Singular integrals, image smoothness,
and the recovery of texture in image deblurring
Alfred Carasso
Mathematical and Computational Sciences Division
Tuesday, December 16, 2003 15:00-16:00, Room 145, NIST North (820) Gaithersburg Tuesday, December 16, 2003 13:00-14:00, Room 4550 Boulder
Abstract:
Total variation (TV) image deblurring is a PDE-based technique that
preserves edges,
but often eliminates vital small-scale information, or texture.
This
phenomenon reflects the fact that most natural images are not of bounded
variation. The present paper reconsiders the image deblurring problem
in Lipschitz
spaces wherein a wide class of non-smooth
images can
be accomodated. A fast FFT-based deblurring method is developed that can
recover
texture in cases where TV deblurring fails completely. Singular
integrals,
such as the Poisson kernel, are used to create an effective new image
analysis tool that can
calibrate the lack of smoothness in an image.

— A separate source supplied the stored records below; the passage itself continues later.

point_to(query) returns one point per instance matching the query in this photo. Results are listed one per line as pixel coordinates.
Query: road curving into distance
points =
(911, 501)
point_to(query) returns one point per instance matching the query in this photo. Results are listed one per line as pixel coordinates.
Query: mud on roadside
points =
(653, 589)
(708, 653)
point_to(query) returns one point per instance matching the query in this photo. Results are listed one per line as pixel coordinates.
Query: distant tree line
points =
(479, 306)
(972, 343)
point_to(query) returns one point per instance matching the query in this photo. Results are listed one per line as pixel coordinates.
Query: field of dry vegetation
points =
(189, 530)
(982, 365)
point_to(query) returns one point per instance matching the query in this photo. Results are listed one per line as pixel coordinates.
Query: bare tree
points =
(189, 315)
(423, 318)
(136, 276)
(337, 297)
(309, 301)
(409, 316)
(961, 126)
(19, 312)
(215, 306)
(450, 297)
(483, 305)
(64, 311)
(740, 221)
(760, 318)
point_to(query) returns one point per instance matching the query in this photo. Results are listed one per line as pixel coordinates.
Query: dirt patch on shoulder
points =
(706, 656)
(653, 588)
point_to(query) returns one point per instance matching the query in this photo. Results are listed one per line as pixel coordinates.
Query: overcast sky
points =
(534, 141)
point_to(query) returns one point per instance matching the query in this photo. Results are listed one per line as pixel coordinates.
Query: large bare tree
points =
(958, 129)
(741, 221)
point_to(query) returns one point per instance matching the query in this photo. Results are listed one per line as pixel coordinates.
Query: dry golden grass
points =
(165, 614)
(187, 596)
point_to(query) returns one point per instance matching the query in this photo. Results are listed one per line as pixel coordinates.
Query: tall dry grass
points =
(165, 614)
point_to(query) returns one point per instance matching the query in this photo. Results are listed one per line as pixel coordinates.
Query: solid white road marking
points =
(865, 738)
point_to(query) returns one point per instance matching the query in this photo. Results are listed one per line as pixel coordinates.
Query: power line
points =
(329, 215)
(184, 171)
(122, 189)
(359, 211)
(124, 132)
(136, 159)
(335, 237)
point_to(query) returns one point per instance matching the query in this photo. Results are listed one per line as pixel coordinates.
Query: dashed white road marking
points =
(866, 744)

The Poisson kernel is then used to regularize the deblurring problem by
appropriately
constraining its solutions
leading to new
bounds that substantially improve on the Tikhonov-Miller method. This
new so-called
Poisson Singular Integral or PSI method is only one of an
infinite variety of singular
integral deblurring methods that can be constructed. The method is found
to be well-behaved in
both the L1 and L2 norms, producing results closely matching those
obtained in the theoretically
optimal, but practically unrealizable, case of true Wiener filtering.
Deblurring experiments on
synthetically defocused images are used to illustrate the PSI method's
very significant improvements
over both the total variation and Tikhonov-Miller methods. In addition,
successful reconstructions with
inexact Lipschitz data highlight the robustness and practicality
of the PSI method.
Contact: A. J. KearsleyNote: Visitors from outside NIST must contact
Robin Bickel; (301) 975-3668;
at least 24 hours in advance.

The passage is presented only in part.